When people think of car accident scenes, we often imagine a crushed, disabled car on the side of the road and emergency responders loading seriously injured victims into ambulances. We imagine debris scattered on roadways, curious bystanders crowding into the area and traffic congestion.
However, accidents don’t always involve this amount of activity. In many cases, in fact, there is little or no visible damage; other people in the area may not even realize that there was a collision. After these minor accidents, it can be easy to think that if you can’t immediately see the damage or if it seems to be minor, you have nothing to worry about. Unfortunately, this is not always the case.
Even in fender-bender accidents, there is the potential for damage to motorists and their vehicles. However, because these accidents happen at low speeds, many people assume that they couldn’t possibly cause any problems.
This can be a costly and dangerous assumption. After a fender-bender, there can be damage done that you just cannot see right away. Unless it is addressed, the damage can get worse over time.
For example, you may not see any damage to your car, but unless you are experienced with how cars operate you may be overlooking some critical issues inside the vehicle. As noted in this article on ABC News, even high-end cars can be seriously damaged in minor collisions. Headlights and hoods can be damaged; if the other vehicle slides under the bumper in the crash, the car’s engine, alignment and structure could be compromised requiring expensive repairs.

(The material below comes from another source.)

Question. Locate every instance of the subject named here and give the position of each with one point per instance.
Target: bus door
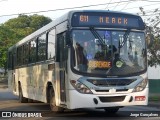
(62, 63)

Your body can also suffer damage that is not immediately noticeable. It is not unusual for people to experience chronic pain and injuries after any type of collisions, no matter how minor. Seeing a doctor and getting an examination after a crash can be crucial.
People are often hesitant to seek help after a minor accident. However, even if you can’t see the damage right away, you could be dealing with some serious problems in terms of your car and your health. If you are in a fender-bender, it can be wise to still exchange insurance information, document the incident, take pictures and talk to an attorney who can help you deal with insurance companies and/or negligent parties.